É verdadeira tal assertiva, comprovada na prática, nas varas criminais, especializadas ou não nestes crimes, visto a real manifestação das vítimas no balcão dos cartórios, desejando a extinção da ação penal oportunamente iniciada nas delegacias de polícia, consoante se extrai das informações registradas nos anexos III e IV aduanados na parte final deste trabalho, levando a uma comparação entre os processos ajuizados e as audiências solicitadas pela ofendida.
Resta adequada, sem dúvida, a colocação de Porto (2006), quando adverte: [16]
“a mulher vítima de violência doméstica sofrerá pressão para desistir da representação oferecida e que, dependendo de sua condição econômica ou social esta pressão poderá exercer acentuada influência em sua decisão, não é menos certo asseverar que a Lei 11.340/06 também visa minimizar ou eliminar por completo esta constelação de fatores perversos que lhe diminuem a liberdade de escolha, criando condições propícias para uma decisão mais livre por parte da vítima, e o faz ao estabelecer importantes medidas protetivas que obrigam o agressor (arts. 22 e 23) e que beneficiam diretamente a ofendida (art. 24), além das garantias de transferência no serviço público e manutenção do vínculo empregatício (art. 9º, § 2º, I e II)”.

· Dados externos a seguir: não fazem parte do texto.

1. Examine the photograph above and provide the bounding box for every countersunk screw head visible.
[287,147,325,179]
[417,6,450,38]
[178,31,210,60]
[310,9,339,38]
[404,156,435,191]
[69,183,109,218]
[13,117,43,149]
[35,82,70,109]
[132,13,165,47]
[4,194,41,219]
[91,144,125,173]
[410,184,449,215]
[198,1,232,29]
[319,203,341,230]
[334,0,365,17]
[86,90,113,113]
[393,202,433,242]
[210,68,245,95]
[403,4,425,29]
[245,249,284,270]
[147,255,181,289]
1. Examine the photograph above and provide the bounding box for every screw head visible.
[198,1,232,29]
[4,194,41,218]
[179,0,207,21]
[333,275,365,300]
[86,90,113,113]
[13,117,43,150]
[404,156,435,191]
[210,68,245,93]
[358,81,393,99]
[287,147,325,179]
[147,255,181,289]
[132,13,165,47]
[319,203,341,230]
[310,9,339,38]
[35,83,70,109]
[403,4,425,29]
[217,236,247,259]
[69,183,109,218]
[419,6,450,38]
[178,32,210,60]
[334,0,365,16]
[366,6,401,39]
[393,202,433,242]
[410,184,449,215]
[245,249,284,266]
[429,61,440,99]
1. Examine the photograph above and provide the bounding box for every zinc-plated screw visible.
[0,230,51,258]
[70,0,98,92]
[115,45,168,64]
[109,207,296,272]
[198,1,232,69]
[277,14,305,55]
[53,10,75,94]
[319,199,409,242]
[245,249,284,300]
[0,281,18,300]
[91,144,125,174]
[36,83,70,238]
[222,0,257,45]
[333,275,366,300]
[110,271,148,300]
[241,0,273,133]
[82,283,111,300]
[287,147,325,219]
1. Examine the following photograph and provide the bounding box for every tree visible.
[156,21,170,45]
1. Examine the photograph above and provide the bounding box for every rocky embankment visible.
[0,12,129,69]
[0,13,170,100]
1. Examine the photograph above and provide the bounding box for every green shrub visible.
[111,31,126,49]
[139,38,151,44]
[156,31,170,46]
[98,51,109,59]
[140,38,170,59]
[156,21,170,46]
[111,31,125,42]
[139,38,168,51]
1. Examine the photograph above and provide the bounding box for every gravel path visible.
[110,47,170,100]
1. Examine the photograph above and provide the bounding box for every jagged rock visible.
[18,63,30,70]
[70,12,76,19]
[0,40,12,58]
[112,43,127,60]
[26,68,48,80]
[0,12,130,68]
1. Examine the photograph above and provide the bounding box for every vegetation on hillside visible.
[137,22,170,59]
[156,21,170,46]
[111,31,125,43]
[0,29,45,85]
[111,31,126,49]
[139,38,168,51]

De outro turno, o autor assevera que a tese central de parte da doutrina que ainda aceita a exigência da representação é a de que o legislador pretendeu afastar apenas o benefício de natureza estrita da Lei 9.099/95, como é o caso da transação penal, e explica que tal situação é assim dada porque a regra do art. 88 desta lei está contida nas disposições finais da mesma, caracterizando norma acidental e não essencial.
No entanto, exatamente neste ponto Golçalves e Lima (2006) [17] frisam que, “apesar da Lei 11.340/06, em seu art. 16, determinar que nas ações penais públicas condicionadas à representação da ofendida só será admitida a renúncia perante o juiz, tal situação não se aplica aos crimes de lesão corporal leve praticadas no âmbito doméstico, somente aos crimes em que o Código Penal expressamente determine que a ação seja condicionada à representação”.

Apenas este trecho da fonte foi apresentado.